La fecha exacta ha generado discusión durante décadas. Algunas placas hablan del 14 o del 15 de mayo, pero investigaciones recientes sitúan el primer pase el 13 de mayo de 1896, reservado a prensa e invitados, y la apertura al público al día siguiente. El cinematógrafo acababa de triunfar en París unos meses antes y Madrid fue una de las primeras ciudades en dejarse deslumbrar por aquel invento.
La experiencia costaba una peseta y prometía algo difícil de explicar entonces: ver trenes, obreros, calles y escenas cotidianas moverse sobre una pantalla. Madrid ya había conocido aparatos anteriores, como el kinetoscopio de Edison, pero la diferencia era enorme. El cinematógrafo convirtió la mirada en un acto colectivo. Ya no se trataba de mirar a solas por una máquina, sino de compartir el asombro con otros espectadores.
El operador Alexandre Promio, enviado por la casa Lumière, tuvo un papel clave en aquellos primeros días. Además de presentar las películas, rodó algunas de las primeras imágenes en movimiento en España, con escenas urbanas y cortesanas que ayudaron a convertir Madrid en escenario del nuevo lenguaje visual.
Con el paso del tiempo, el Hotel Rusia desapareció y el local cambió de vida. Fue comercio, después espacio transformado, y finalmente centro de salud. Aun así, el edificio conserva detalles arquitectónicos y señales de memoria que recuerdan que el cine español no nació en una gran sala solemne, sino en un bajo del centro de Madrid, entre tráfico, comercios y vida cotidiana.
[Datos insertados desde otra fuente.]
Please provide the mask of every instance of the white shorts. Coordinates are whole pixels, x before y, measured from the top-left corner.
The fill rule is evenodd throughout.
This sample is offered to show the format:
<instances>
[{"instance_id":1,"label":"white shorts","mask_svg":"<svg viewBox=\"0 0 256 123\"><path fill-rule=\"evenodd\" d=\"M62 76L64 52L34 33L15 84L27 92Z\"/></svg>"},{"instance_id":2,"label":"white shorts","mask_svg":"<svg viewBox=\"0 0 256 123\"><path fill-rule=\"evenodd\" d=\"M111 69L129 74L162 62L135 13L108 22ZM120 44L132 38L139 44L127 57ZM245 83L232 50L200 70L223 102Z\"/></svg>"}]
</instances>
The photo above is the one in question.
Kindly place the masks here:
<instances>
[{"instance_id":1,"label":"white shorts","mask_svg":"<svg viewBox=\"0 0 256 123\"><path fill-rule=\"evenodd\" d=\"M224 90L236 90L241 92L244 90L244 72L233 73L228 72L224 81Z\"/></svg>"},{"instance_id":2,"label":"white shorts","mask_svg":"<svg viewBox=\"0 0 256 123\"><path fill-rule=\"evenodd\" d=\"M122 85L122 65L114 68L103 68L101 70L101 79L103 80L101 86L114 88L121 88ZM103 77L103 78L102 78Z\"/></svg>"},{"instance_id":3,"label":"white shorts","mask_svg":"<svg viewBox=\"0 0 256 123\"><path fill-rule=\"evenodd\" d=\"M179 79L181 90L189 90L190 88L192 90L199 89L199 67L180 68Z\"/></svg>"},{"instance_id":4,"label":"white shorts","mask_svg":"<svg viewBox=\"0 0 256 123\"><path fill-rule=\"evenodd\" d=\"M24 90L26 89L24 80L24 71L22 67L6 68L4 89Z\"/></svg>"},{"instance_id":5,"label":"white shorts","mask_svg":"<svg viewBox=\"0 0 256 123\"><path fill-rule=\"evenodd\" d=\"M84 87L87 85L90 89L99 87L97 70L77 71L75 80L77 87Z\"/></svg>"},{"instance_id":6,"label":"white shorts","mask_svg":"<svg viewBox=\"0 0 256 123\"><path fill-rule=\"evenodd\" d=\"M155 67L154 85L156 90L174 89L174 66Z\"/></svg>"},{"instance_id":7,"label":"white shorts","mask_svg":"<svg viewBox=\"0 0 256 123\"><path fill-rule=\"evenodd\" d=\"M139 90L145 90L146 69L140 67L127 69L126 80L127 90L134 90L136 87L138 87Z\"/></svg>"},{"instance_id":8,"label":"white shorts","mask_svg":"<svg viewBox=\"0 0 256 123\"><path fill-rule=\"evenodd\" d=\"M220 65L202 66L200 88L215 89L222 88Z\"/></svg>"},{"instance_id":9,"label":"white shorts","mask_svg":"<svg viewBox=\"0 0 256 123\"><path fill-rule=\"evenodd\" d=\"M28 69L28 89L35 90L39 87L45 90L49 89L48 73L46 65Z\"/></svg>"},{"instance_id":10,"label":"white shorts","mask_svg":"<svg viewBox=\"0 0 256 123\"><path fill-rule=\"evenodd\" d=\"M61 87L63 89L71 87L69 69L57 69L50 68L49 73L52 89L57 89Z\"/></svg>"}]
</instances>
La historia gana fuerza precisamente por ese contraste. Donde antes el público se sorprendía con una imagen de un tren llegando a la estación, hoy los vecinos esperan una receta o una consulta médica. El lugar no se ha congelado como museo: sigue funcionando, sigue siendo útil, sigue lleno de personas. Y quizá por eso conserva mejor la huella de aquel momento.
Las Cortes es uno de esos barrios donde Madrid mezcla capas sin pedir permiso: política, comercio centenario, turismo, literatura, cafés, despachos y ahora también el origen del cine. La próxima vez que alguien espere turno en ese centro de salud, quizá mire el mural de otra manera. Porque a veces la memoria de la ciudad no está en una placa grandilocuente, sino en una sala de espera donde casi nadie imagina que empezó una revolución.